Шрифт:
Интервал:
Закладка:
Смею надеяться, что Ваше Величество с интересом узнает, что я уже вижу заметное улучшение, благодаря водам: думаю, что через пятнадцать дней лечение закончится и, если позволите, я закреплю его несколькими днями пребывания в Валансэ, откуда я приеду еще более готовым полностью отдаться службе Вашему Величеству[262].
Когда режим Консульства во Франции сменился Империей, Талейран тут же получил титул Великого камергера (то есть ответственного за координацию деятельности императорского двора) и один из первых орденов Почетного легиона.
5 декабря 1805 года он написал императору из занятой французами Вены:
Сир,
Я получил письмо, которым Ваше Величество оказало мне честь на другой день после сражения[263]. <…> Я надеюсь, что эта последняя победа Вашего Величества позволит обеспечить Европе отдых и гарантирует цивилизованный мир от нашествия варваров.
Ваше Величество может теперь разбить австрийскую монархию или восстановить ее. <…>Однако существование этой массы необходимо. Она нужна для будущей безопасности цивилизованных наций. <…>
Австрийская монархия по своей протяженности и численности подданных может считаться мощной монархией, но ее совсем не так нужно оценивать.

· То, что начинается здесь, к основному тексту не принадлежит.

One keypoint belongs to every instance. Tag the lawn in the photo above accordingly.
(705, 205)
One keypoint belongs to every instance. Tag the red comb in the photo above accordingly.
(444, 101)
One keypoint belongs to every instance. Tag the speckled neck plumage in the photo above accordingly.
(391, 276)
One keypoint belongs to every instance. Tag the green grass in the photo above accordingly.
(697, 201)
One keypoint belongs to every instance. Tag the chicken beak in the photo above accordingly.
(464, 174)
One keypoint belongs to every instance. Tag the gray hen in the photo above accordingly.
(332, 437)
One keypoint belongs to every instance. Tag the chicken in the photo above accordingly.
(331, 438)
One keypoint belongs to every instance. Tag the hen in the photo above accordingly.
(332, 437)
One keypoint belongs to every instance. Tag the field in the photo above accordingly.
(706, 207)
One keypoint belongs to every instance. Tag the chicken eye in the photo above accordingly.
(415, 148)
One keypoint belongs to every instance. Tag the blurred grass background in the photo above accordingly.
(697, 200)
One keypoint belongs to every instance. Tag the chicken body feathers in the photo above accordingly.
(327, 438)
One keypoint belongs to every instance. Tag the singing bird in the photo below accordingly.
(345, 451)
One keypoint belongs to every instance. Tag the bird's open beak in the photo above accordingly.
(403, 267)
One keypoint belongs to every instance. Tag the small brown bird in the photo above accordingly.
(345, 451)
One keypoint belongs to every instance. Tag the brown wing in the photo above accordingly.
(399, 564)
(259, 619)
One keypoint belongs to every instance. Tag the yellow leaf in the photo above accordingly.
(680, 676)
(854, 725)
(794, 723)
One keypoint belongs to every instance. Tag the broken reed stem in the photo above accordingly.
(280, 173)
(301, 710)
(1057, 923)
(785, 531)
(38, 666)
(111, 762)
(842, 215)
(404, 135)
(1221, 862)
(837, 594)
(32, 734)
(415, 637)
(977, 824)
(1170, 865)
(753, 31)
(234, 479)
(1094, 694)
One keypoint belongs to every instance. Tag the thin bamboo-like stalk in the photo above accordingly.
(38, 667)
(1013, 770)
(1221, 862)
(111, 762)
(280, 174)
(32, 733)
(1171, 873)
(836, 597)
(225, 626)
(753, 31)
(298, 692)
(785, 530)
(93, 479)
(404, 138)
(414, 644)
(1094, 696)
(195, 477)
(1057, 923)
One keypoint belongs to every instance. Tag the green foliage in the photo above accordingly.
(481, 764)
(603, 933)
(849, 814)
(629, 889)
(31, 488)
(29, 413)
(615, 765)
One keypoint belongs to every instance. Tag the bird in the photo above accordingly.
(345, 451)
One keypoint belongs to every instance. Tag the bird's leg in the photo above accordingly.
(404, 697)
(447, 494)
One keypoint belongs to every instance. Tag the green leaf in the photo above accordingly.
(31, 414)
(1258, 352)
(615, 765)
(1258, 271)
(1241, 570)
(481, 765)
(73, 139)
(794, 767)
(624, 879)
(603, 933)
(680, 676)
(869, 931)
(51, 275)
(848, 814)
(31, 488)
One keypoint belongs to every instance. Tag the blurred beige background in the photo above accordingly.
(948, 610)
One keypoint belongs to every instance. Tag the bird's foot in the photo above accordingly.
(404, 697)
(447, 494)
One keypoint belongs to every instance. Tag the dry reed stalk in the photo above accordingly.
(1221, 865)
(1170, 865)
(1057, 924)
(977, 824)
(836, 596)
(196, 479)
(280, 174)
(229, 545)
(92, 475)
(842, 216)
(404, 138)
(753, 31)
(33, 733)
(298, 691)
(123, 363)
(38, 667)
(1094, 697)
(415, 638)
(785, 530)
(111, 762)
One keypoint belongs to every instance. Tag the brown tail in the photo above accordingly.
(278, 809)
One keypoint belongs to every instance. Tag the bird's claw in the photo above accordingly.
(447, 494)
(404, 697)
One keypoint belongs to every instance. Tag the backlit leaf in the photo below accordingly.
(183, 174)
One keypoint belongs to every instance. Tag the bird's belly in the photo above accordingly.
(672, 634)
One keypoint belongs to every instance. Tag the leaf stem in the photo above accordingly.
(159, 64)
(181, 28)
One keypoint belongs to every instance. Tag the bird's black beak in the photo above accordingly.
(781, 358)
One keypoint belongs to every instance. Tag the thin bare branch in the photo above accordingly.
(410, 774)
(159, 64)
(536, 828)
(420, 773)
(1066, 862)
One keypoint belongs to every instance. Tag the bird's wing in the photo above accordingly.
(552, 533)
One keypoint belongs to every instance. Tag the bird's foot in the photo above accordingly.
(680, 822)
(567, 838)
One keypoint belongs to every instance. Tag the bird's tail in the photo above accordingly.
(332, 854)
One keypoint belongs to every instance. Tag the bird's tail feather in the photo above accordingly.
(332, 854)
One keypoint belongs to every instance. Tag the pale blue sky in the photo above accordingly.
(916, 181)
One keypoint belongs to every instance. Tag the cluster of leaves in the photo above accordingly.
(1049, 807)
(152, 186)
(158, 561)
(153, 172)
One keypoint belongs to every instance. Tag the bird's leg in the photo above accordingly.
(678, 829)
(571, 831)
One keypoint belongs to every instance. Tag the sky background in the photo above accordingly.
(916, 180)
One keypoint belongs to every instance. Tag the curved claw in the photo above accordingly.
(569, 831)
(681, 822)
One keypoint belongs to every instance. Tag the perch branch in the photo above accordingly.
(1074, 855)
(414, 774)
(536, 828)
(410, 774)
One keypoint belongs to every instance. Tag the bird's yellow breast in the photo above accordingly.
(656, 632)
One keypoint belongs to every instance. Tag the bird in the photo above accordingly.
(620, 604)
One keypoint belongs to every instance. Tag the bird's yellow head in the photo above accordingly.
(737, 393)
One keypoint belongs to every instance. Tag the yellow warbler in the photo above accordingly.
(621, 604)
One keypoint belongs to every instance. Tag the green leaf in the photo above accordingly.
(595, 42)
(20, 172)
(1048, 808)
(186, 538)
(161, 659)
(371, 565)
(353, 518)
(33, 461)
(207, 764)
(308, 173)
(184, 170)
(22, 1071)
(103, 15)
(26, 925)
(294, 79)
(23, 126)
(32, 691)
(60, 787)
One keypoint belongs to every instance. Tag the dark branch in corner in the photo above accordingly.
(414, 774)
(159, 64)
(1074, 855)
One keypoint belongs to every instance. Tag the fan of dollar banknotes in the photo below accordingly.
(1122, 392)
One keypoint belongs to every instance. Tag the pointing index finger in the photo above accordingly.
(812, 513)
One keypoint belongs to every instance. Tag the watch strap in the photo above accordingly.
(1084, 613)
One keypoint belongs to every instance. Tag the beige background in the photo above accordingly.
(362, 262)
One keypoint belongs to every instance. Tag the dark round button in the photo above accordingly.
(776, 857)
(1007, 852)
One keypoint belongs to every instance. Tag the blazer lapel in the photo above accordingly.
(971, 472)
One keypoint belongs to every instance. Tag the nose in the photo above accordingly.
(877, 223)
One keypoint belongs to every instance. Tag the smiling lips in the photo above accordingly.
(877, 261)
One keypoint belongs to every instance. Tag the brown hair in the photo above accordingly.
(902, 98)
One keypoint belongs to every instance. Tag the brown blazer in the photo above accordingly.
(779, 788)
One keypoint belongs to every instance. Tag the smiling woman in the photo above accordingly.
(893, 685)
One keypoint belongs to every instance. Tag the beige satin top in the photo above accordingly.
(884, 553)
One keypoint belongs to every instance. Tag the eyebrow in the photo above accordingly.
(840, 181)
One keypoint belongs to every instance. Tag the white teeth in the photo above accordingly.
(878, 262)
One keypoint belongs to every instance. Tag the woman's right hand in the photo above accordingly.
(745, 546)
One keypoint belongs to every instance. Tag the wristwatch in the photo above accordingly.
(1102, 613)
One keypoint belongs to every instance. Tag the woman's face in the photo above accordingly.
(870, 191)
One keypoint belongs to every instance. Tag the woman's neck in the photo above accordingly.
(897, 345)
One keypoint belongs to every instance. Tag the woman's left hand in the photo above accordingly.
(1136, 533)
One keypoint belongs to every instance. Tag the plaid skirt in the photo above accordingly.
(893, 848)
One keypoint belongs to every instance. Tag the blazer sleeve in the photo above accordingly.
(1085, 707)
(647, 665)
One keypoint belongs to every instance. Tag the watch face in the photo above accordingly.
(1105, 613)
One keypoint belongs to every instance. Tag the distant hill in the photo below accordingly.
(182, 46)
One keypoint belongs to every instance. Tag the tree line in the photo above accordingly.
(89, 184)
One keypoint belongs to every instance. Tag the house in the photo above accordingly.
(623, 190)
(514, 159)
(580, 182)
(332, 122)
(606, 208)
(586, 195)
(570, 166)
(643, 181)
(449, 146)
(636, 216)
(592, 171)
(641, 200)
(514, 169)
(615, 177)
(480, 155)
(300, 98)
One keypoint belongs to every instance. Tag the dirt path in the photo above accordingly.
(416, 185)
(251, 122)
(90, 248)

Только Франция является действительно сильной и мощной. Я не говорю о сверхъестественной силе, проистекающей из качеств ее владыки, которые ему, к несчастью, даны лишь на время, то есть до тех пор, пока она не начнет оплакивать величайшую из своих потерь. Но Франция и сама по себе обладает всеми элементами силы. <…> Франция — это не просто тридцать тысяч квадратных льё территории и тридцать миллионов жителей. Это тридцать тысяч квадратных льё с тридцатью миллионами людей храбрых, предприимчивых и богатых, имеющих общий язык, общие нравы, общие манеры и практически одну веру, управляемых одним законом и одним начальником; это создает целостную массу, подобного нему нет нигде во вселенной.
Австрийская монархия, напротив, состоит из большого числа разных стран, имеющих разные язык, нравы, религию и политический режим, у которых нет иных связей, кроме единого начальника. Такое государство слабо… Все, что я вижу, находясь в Австрии, все, что я слышу и что приходит ко мне со всех сторон, со всей очевидностью доказывает, что по всем этим пунктам австрийская монархия должна рассматриваться с точки зрения интересов Франции. <…>Сегодня, побитая и униженная, она нуждается в том, чтобы ее победитель протянул ей руку и, заключив с ней союз, оказал ей доверие. <…>
Осмеливаюсь сказать Вашему Величеству, что в этом заключается то, что ждут от политика предусмотрительного и великодушного все искренние друзья его славы.
Если австрийская монархия, слишком ослабленная на западе, не сможет больше удерживать под своим скипетром все свои государства, венгры… смогут создать независимое государство и отдаться русским, с которыми у них так много общего. Я имею информацию, что подобные проекты находят в Венгрии многочисленных сторонников. Но тогда русские, став хозяевами Венгрии, мощно встанут против всей Европы.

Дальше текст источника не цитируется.